Cryptocurrency is no silver bullet. The technology is nascent; networks are in their infancy and Niebe said that PolloPollo is battling distrust—from donors, who may associate it with illicit activities like money laundering, but also aid suppliers and recipients, who liken it to the petro, Maduro’s reviled, home-grown cryptocurrency project.
This distrust is one of the factors that has led one of the earliest initiatives in blockchain based aid, to eschew cryptocurrencies altogether and focus on the underlying technology, with some spectacular results.
Since early in 2018, the World Food Programme has been using blockchain to address the food shortages that dog the 106,000 refugees who have fled Syria, and set up temporary homes in Jordan’s camps.
“Currently, we’re exploring the foundational blockchain layer, rather than cryptocurrency,” Houman Haddad, the UN executive behind the project, told Decrypt.
His initiative, Building Blocks, provides food vouchers for the refugees to redeem in local stores. It uses a “permissioned” or private version of the Ethereum blockchain, together with iris scanning technology, to manage the data underpinning the delivery of the vouchers.
To buy food, a recipient need only go to a participating supermarket, where their iris is scanned and the price of the food they need is deducted from the family’s account.
Haddad noted that its not been easy. “The technology is new; there is a lot of hype; there is a lot of negativity… to a lot of people, blockchain and cryptocurrencies are the same thing,” he said.
He does see a future role for cryptocurrencies as a way to distribute aid, but believes that those available today don’t fulfil that criteria—yet.
"For one thing [the cryptocurrency’s] value should be stable; it needs to be legal—at least in our case—and it also needs to widely accepted,” he said.
Instead of furnishing refugees with crypto, Haddad’s dream is to roll out a more decentralized version of Building Blocks; one that all 40 of the organizations assisting people in the camps can use.
The upside of using a permissioned network is that the team can process transactions faster and more cheaply.
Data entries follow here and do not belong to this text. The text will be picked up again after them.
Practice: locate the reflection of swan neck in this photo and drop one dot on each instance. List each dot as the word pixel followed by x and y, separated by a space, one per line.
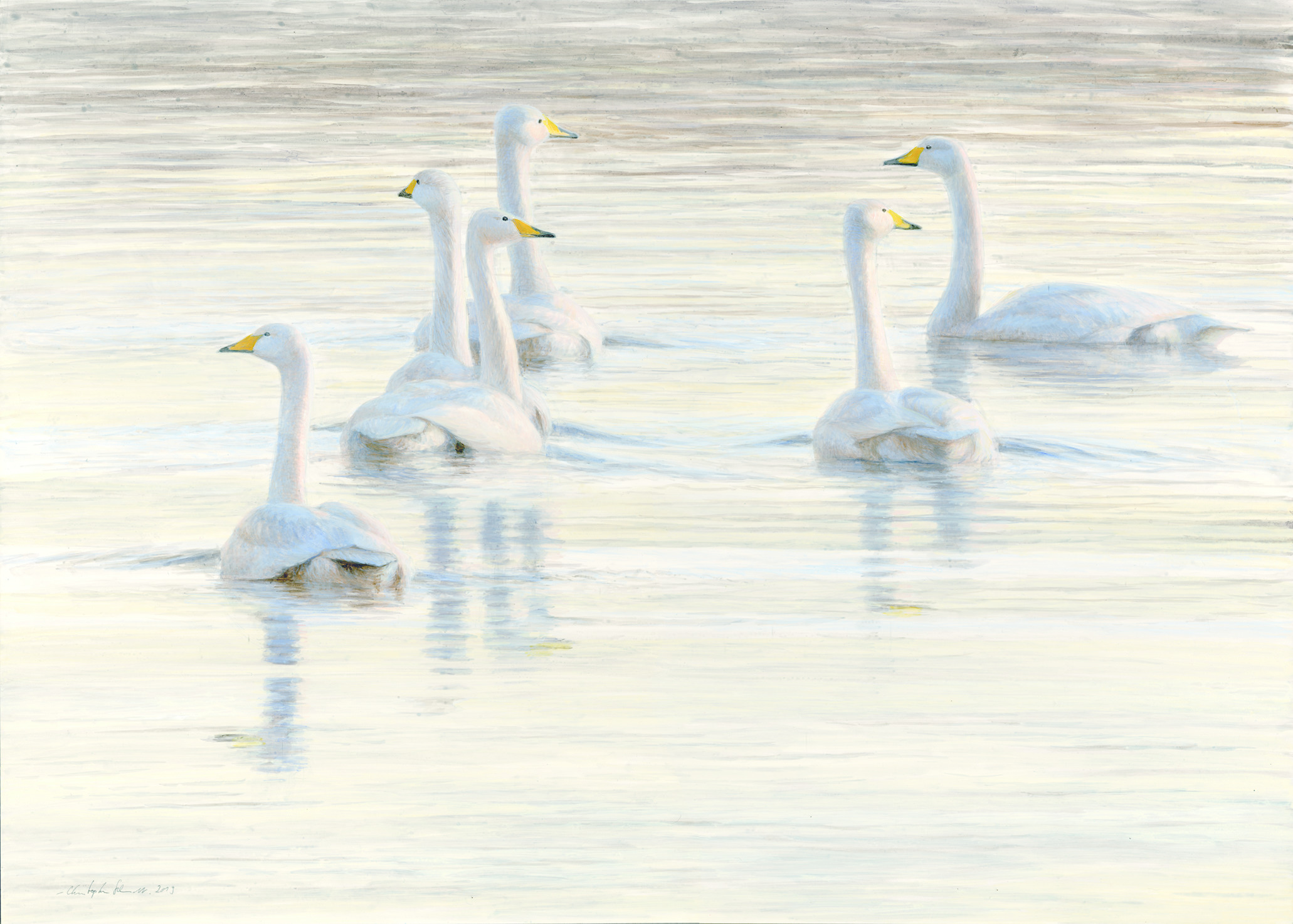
pixel 287 481
pixel 449 308
pixel 960 303
pixel 874 365
pixel 501 369
pixel 529 271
But he believes that a blockchain in which agencies are able to coordinate their efforts would improve the transparency of their work. It would make it more secure and enable the limited resources available to stretch further.
Haddad said that, gradually, other organisations are coming on board–UN Women is the first to do so.
“Once the network grows, you’ll see positive effect—for us and for the refugees,” he said. The real value will come when we have a number of humanitarian organizations collaborating around a platform.”
Meanwhile, Building Blocks is expanding to Bangladesh and rolling out a blockchain that Haddad hopes will—eventually—service more than 800,000 Rohinga refugees.
Slowly then, and quietly, blockchain and crypto are beginning to make a difference to those who need help most. One chicken at a time.